Thanks to David Arnett of the 492nd Bomb Group Association for the information that Bob Cash passed away on April 23. Bob was a radio operator on a B-24 and a former prisoner of war. Ray Lemons of the Kassel Mission Historical Association set me up with an interview with Bob when I visited Ray in Dallas in 2010. Here's an audio excerpt from that interview with a transcript of that section:
Bob Cash: We had marched, as I
say, to the little community of Mehlbech and were starting back east again, and
most of our guards, most all of them had abandoned us. And we were in a barn,
and I couldn't go another mile. I was, my stomach was just killing me, and it
was a combination of eating sugar beets and raw potatoes and everything raw,
and I guess if I hadn't been so damn young, most of us would have died. But we
marched out, three sets of German guards, and most of those old boys were older
than we and maybe in their forties, up in their fifties, they were conscripts,
they were just suiting up anybody, kids from 15 years old up, but we had
marched to Mehlbech, and I told Ed, I said, "I can't go any further. I'm
gonna just have to take my chances and if they push us on, they're just gonna have
to shoot me, because I can't go any more."
Well, he was, this was
the day, about the day before we were liberated, and he was out foraging for
food. And he'd gone to a farmhouse and they'd given him a little bread and
turned him out, and he saw a chicken hatch over there and he went over there
and thought maybe he could get some eggs or something like that, and he heard
this tank fire. It was Monty's 11th Armored Division coming over the hill and
they lowered that 88, you know, and he managed to jump out of that chicken
shack just in time because they leveled it, they just blew it to pieces. And he
rushed back and told me about that and I said, "My god, I wasn't that
hungry." He was looking for something to eat. But when they did come over
the hill and down into this little village, that was a second coming. I don't
know how, how the guys spent five, six, seven years in the Pacific, there
weren't any that long too in Europe, but I don't know how in the hell they
stood that. Of course they were stationary most of the time, and if you're not,
if you're dormant, you can last a long time. But put you out on a 800-mile
march ... I'm sorry, it's been 64 years
ago ... 65 years ago ...
Aaron Elson: It's got to be like yesterday when you think about
it.
Bob Cash: Well, the thing that, the thing that got me, you
wondered how come you got through something like that, and why the Lord allowed
you to come home and get to your family and start your family and so forth, and
so many of those kids never had a chance to do that.
Aaron Elson: You must think about that ...
Bob Cash: I think about it every day. Every day. And mainly
my crew. A couple of years ago we were in, someplace up in Ohio, close to
Trotwood, where my gunner that I saw laying there dead, his sister, he had two
sisters and a brother that came to this, I invited them to come over and have
dinner with us and so forth, I got their names, and we had a nice chat with
them, you know.
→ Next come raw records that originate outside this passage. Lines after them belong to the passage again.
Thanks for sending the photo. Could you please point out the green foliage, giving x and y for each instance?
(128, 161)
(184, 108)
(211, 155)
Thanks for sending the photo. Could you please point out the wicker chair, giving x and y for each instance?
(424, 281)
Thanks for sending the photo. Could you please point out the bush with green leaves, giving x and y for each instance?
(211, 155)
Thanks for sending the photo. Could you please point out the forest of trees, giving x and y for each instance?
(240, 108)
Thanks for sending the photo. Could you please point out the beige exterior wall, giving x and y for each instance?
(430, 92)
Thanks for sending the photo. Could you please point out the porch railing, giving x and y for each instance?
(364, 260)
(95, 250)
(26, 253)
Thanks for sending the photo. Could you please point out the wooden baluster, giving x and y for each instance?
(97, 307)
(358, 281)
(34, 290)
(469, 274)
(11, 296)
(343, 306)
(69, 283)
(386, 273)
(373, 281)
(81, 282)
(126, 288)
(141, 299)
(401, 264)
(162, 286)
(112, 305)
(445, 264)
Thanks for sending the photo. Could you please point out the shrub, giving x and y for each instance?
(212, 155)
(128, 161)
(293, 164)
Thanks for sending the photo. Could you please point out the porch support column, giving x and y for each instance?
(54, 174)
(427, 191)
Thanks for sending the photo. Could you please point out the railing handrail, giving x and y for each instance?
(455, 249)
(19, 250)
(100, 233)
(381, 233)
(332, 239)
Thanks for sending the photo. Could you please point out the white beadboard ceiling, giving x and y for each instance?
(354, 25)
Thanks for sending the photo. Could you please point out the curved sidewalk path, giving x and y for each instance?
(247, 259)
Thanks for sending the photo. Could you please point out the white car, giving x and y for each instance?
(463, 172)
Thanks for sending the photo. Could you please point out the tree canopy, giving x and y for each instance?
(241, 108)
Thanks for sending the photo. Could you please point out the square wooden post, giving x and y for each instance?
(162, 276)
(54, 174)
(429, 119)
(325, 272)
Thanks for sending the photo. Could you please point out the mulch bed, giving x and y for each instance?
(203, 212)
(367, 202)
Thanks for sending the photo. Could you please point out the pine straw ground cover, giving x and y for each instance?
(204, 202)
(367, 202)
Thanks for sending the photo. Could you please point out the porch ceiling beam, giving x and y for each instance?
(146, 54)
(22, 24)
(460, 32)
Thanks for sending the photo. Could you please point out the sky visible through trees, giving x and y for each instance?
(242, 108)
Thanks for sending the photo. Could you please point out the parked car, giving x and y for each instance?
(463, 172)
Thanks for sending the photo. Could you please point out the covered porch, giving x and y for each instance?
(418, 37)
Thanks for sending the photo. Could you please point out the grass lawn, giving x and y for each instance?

I couldn't tell them anything about Bill except that he was in
the back end of the plane and that I did see him and that he must have died
quick. And he rests in Liège.
Aaron Elson: And his name was ...
Bob Cash: His name was Bill Mendenhall. He was from Trotwood,
Ohio, I think it was. We were in Dayton, that's where we had our, he wasn't too
far from there, it was on the outskirts of Dayton, Ohio.
Aaron Elson: Who else was on the crew?
Bob Cash: My crew members were Bill ... lord ... my tail
gunner, the reason I think that plane blew up because it was hard for him to
get out of that, he was a pretty chunky guy anyway, and when he got in that
tail turret, you almost had to help him out. But he was from Denver, and his
body was recovered almost three months after we were shot down, he had washed
ashore in Osterdorp, Sweden, and he was identified and buried over there. And
Osterdorp is right on the Baltic coast there. The other gunner, my nose turret
gunner, he was a boy from Myrt, Mississippi, he was a country boy, too, and
he's unaccounted for. My co-pilot's name was John Bronson, he was buried over
there on the island north of, he was recovered and was buried over there on the
island of not Rugen, but it was out off the north coast of Germany. This is
between, an island, pretty good size island, that we had to fly over, it's not
on that map, it's off the map, but it's a pretty good size island out there by
itself and then you've got Sweden to the north.